Afrika on My Sleeve is a multi-platform online social enterprise that combines digital storytelling and content with third culture narratives, self-care as a form of resistance and empowerment.
Whenever I get low, I just look at my beautiful daughter, everything she does makes me laugh. She is a daily reminder that there is nothing to be sad about, the girl needs me, and she needs her mother to be okay. When I am asked what my main priority is, I don’t hesitate, I know my main priority is protecting her and being there for her. I am a mother, I am living for her, she is the one who saved me – she is my reason why.

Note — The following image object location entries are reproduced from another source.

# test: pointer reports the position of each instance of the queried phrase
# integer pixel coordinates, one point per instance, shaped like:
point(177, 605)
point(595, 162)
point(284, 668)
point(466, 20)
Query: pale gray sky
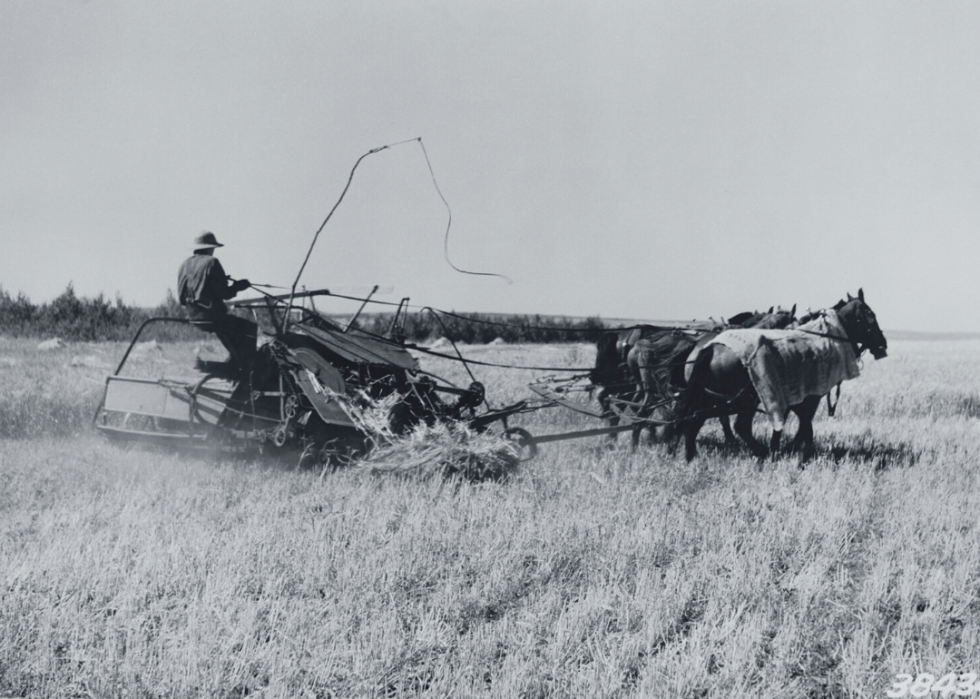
point(662, 160)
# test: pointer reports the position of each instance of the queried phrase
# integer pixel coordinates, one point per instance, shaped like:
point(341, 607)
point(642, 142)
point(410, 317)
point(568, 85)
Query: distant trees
point(94, 319)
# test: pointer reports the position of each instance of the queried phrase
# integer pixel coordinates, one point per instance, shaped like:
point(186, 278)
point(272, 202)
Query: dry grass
point(589, 572)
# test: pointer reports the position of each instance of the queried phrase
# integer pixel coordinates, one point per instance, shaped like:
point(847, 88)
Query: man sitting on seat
point(203, 286)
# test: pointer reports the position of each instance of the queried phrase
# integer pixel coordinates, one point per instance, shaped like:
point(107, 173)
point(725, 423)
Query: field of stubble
point(592, 572)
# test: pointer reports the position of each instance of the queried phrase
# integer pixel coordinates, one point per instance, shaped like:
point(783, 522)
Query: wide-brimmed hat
point(206, 240)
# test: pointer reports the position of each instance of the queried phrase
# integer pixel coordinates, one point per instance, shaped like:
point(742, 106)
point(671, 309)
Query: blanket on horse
point(786, 366)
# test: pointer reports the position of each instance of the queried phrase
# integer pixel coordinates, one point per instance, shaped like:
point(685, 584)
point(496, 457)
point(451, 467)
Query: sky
point(643, 160)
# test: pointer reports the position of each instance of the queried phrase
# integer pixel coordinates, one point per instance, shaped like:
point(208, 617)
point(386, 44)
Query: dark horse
point(788, 370)
point(641, 368)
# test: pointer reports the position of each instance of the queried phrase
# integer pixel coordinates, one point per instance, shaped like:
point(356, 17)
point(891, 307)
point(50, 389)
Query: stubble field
point(592, 572)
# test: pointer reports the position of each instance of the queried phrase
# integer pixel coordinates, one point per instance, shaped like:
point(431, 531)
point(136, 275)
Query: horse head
point(861, 325)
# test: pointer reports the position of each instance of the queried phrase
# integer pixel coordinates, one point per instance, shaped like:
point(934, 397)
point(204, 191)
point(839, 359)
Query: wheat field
point(592, 572)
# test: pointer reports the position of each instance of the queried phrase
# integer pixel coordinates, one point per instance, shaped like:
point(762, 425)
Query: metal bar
point(597, 432)
point(358, 314)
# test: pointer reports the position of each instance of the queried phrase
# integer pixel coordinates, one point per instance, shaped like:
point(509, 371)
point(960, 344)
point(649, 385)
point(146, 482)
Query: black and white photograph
point(526, 349)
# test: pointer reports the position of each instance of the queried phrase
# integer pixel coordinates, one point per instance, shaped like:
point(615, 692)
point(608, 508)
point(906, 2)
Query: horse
point(785, 370)
point(644, 365)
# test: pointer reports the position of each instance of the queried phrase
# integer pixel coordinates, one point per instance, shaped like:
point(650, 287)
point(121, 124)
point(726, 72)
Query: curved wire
point(445, 240)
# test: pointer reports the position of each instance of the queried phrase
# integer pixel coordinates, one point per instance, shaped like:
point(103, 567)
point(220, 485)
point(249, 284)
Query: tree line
point(76, 318)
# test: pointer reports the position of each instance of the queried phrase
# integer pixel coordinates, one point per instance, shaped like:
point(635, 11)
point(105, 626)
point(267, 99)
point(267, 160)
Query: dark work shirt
point(202, 286)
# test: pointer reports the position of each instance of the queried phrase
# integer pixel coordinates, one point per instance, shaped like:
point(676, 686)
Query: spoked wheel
point(140, 423)
point(527, 449)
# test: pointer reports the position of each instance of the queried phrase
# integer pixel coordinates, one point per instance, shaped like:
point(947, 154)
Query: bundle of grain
point(447, 450)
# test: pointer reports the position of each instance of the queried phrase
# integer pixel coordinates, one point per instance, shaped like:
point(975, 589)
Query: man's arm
point(223, 287)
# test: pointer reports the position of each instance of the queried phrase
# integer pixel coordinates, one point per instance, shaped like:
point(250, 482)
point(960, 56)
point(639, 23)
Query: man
point(203, 286)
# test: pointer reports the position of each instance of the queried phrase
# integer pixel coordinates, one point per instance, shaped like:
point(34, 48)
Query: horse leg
point(691, 429)
point(726, 427)
point(777, 436)
point(743, 427)
point(805, 411)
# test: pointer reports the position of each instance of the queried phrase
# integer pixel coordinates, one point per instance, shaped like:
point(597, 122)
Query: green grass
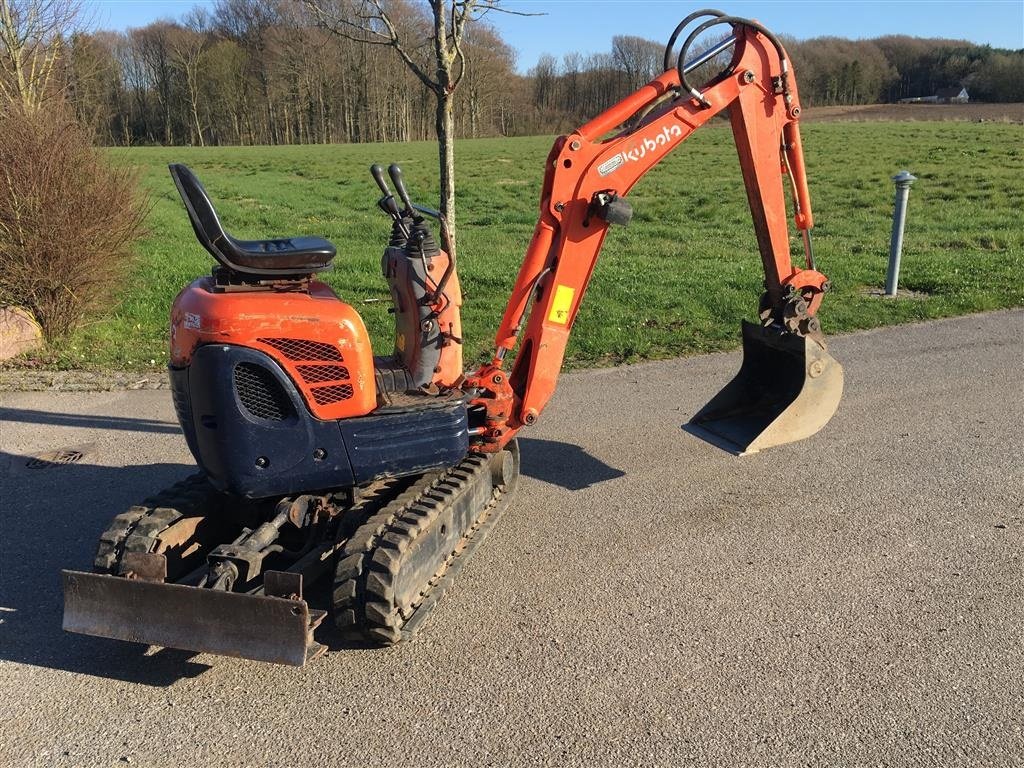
point(676, 282)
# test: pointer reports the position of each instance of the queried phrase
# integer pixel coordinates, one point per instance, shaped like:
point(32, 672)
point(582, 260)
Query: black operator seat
point(268, 258)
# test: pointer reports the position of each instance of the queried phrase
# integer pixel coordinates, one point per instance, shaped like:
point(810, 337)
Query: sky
point(588, 26)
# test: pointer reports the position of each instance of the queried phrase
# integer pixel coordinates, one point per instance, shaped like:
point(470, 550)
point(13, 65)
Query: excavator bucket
point(787, 388)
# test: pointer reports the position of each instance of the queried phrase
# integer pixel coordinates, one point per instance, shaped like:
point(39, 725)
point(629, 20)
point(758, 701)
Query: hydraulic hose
point(682, 26)
point(734, 20)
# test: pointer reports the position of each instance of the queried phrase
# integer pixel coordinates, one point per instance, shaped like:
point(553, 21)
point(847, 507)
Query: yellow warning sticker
point(561, 305)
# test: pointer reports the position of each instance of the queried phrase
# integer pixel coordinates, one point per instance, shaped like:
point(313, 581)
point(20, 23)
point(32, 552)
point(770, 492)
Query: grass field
point(678, 281)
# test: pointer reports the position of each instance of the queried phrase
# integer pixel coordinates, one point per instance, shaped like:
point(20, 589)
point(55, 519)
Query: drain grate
point(55, 459)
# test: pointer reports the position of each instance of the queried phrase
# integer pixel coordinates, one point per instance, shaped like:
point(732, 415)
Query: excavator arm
point(588, 175)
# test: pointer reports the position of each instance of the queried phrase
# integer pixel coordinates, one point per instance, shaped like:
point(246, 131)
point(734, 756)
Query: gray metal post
point(903, 180)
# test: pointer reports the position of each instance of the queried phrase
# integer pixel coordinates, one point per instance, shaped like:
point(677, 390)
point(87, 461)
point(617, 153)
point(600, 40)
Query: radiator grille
point(316, 374)
point(260, 393)
point(332, 393)
point(303, 349)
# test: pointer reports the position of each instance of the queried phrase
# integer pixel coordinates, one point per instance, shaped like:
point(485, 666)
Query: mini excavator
point(321, 461)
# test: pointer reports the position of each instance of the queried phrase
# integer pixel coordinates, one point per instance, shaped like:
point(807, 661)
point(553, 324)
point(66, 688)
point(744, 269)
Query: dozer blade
point(173, 615)
point(786, 389)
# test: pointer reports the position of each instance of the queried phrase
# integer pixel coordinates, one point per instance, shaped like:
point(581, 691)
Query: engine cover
point(318, 340)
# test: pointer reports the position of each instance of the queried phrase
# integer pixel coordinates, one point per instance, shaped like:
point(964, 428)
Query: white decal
point(640, 151)
point(609, 165)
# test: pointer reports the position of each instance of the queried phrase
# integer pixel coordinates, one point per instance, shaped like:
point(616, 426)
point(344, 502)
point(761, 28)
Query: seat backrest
point(204, 218)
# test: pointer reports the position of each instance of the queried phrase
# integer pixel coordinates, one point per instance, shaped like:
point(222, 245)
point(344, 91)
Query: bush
point(68, 218)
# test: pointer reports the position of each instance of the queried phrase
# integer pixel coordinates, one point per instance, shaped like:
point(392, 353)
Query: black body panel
point(255, 437)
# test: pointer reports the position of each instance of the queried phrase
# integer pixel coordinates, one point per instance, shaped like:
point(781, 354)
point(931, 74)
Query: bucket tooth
point(787, 388)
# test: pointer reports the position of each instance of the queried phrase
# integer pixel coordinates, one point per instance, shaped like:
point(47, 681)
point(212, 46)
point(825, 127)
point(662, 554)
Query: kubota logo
point(639, 152)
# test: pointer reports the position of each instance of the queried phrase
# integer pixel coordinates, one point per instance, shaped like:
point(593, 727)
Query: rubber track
point(138, 528)
point(370, 566)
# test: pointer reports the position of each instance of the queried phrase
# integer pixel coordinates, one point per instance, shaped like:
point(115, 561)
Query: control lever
point(387, 203)
point(395, 173)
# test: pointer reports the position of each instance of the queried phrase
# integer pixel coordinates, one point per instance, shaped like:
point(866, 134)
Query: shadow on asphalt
point(95, 422)
point(562, 464)
point(51, 519)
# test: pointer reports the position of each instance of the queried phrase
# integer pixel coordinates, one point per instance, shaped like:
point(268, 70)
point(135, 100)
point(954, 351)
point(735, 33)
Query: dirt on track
point(979, 113)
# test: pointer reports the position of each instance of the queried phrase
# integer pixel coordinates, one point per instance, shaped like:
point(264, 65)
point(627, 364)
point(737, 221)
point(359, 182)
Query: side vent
point(333, 393)
point(303, 349)
point(327, 381)
point(260, 393)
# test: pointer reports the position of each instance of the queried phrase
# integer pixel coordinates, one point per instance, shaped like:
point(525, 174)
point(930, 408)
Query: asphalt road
point(853, 599)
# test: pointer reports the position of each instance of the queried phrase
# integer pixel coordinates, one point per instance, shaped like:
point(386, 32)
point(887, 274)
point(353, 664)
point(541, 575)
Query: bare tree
point(187, 52)
point(385, 23)
point(31, 34)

When I first moved to New Zealand I was 14-years old and I moved here with my whole family. Even till this day when I say that I am from Kenya, people are surprised that we have houses, somebody even asked me if giraffes poke their heads through the window when we are having breakfast. I just wish people would educate themselves about Africa instead of believing the images they see on TV. They just judge us instead of getting to know us. While New Zealand is a different place, it is extremely beautiful and because my family is mixed race we sort of blended in. My whole family is mixed race, diversity and co-existing with different cultures is nothing new to us and I love it. From my mother’s side she is Indian mixed with Creole from Seychelles, her mother was part of the Indian migration when Indians moved to Africa in the 1930s/40s. My dad is Sudanese Egyptian. In the future I plan to travel to India and back home to Africa just to see the roots and to feel home again. For the last four years I have experience discrimination and this has made me miss home a lot.
You would think after many years overseas I would be saying this is my new home but now I am saying I miss home because of discrimination. When my daughter was 6-months-old and I tried to get her a passport, they did not believe she was my daughter. I even went to the extent of providing evidence of her birth certificate with my name and signature on it from the hospital she was born. Of course coming from a mixed family, my baby is not to be the same colour as me, especially because her father is Italian. I am a mixed girl, and so is she and she looks like me, she is mine.
During mediation with her father, a lot of emotionally taxing incidents occurred. I even said to him are you being treated better because you are white and I am black? I felt so small and like no one cared that I was the one looking after my daughter 24/7, studying and doing everything I can. I am not that kind of person but I felt like I was cracking. What has kept me going is ensuring that my daughter is looked after. She is a healthy girl, well fed, loved and very clever. She is one of those kids that can easily pick up on emotions and she isn’t afraid to ask questions as she wants to understand.
Another thing that has kept me going is that I am an African, I am strong and I am a survivor, I can feel when things are going to be different and as a result I know how to look after myself. At the end of the day I say yes we are here and things are getting better with each passing moment.